GBGW: Clean Air Day 2023
By Dave Pearson - Clean Air Northampton
Yes. The 15th June 2023 was Clean Air Day. But shouldn’t everyday be a Clean Air Day?
The Council, with statutory duties to ensure the good health of residents, must answer why Northampton is the town with the most polluted air in Britain.
CA-WN already knows why because I’ve been helping to monitor Northampton’s air. The pollution sensors show that it’s largely the collective result of everyone needing to use their cars and keep themselves comfortable at home.
What do the people of Northampton want done about the town’s polluted air? At the Town Carnival on 10 June Clean Air Northampton listed key actions that could help reduce air pollution in the town and asked people to rank the most important in their view.
Top of the poll was active travel, walking and cycling. Planting more trees, improving public transport, and introducing a clean air zone also scored highly.
Electric buses came in fifth.
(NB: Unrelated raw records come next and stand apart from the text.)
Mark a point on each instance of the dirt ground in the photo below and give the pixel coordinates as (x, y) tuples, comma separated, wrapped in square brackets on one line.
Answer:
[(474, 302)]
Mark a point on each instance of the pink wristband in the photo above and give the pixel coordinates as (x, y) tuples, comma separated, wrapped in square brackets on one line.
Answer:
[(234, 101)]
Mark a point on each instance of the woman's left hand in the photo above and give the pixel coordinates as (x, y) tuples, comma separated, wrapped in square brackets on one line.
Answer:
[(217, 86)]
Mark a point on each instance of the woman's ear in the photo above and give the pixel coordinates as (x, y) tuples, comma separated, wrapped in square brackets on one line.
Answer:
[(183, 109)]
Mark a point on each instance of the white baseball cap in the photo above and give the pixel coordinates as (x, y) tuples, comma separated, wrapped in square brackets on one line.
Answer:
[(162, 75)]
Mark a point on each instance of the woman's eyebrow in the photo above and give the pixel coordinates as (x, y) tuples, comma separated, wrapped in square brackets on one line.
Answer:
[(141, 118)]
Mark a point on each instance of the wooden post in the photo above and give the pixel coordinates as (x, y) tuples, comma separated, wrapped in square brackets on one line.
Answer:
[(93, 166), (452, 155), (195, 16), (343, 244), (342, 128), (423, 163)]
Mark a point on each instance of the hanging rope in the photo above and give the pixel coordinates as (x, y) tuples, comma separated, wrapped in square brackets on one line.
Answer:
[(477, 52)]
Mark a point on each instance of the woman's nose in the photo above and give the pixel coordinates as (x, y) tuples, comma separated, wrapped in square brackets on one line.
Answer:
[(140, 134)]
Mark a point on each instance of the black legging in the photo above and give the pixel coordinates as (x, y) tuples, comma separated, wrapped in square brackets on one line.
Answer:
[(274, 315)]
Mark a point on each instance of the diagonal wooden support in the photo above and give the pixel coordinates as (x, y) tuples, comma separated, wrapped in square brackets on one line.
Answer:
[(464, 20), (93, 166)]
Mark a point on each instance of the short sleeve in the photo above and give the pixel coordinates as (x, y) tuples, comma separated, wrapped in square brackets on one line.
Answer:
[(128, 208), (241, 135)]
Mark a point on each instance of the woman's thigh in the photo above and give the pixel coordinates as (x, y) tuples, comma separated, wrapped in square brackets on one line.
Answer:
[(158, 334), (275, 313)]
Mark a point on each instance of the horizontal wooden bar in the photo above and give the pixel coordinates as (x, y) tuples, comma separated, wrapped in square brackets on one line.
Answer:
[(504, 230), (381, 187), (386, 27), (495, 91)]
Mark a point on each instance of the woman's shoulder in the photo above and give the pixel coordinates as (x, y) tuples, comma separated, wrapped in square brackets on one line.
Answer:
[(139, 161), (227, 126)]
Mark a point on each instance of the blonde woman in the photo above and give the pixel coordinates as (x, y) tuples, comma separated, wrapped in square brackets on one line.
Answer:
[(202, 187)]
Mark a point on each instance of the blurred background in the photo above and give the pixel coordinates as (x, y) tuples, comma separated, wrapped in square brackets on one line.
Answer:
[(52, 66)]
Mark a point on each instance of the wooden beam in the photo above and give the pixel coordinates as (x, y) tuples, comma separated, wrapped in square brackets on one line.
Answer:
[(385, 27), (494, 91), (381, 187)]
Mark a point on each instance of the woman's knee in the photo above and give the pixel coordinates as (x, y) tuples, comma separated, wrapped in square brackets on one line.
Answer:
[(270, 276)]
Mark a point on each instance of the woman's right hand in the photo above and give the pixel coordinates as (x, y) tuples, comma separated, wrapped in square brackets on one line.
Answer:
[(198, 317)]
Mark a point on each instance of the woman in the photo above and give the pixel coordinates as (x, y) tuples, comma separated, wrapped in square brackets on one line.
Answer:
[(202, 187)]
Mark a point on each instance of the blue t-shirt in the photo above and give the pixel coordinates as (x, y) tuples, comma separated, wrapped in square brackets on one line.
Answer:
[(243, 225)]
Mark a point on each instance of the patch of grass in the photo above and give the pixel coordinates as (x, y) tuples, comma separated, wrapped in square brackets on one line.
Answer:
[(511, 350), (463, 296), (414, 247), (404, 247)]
Then came smoke control areas that ban wood-burning stoves and bonfires.
Next came car-sharing schemes, refusing to licence diesel and petrol taxis and a 20 mph speed limits in residential areas. Car clubs, where you just book and use a car when you need one, was the least popular measure.
John Crick of Living Streets Northampton said “It’s been well known for years that Northampton has toxic air, well over the safe limits set out by the World Health Organization. Air pollution is caused mainly by cars, and 40% of car journeys in Northampton are less than 2 miles – a distance that could easily be walked or cycled by most people. Yet while neighbouring cities such as Leicester, Nottingham, Coventry, and Birmingham are investing to make cycling and walking safer and easier, nothing meaningful is being done in Northampton. Putting the needs of car drivers above all else creates junctions that are unsafe for walking. Most people find our roads way too intimidating for cycling so counting the number of cyclists on today’s roads is a waste of public funding intended to support active travel.
“Other places have realised that we can’t just go on adding more and more cars as populations grow. They’ve invested in active travel infrastructure and it’s working – Northampton needs to do the same and join the 21st century.”
West Northamptonshire Council, our new unitary authority, has sole responsibility for managing traffic and travel, roads and planning, public health as well as for ensuring economic wellbeing. As the sixth-largest unitary by population, and ranked thirteenth by net current expenditure, it has become a nationally significant public authority. If it hasn’t already recognised its responsibility for encouraging active travel, then it should put it high on its business agenda. There’s no need to start from scratch. The ten-year old County and Town Transportation Plans all include sections on active travel.
Public Health England say that that every 12 months around 100 Northampton deaths are linked to air pollution. If residents value their health, they need to get behind Clean Air Northampton and support our Council in making change happen.
Clean Air Day 2024 must show that great progress is being made on cleaning up our air.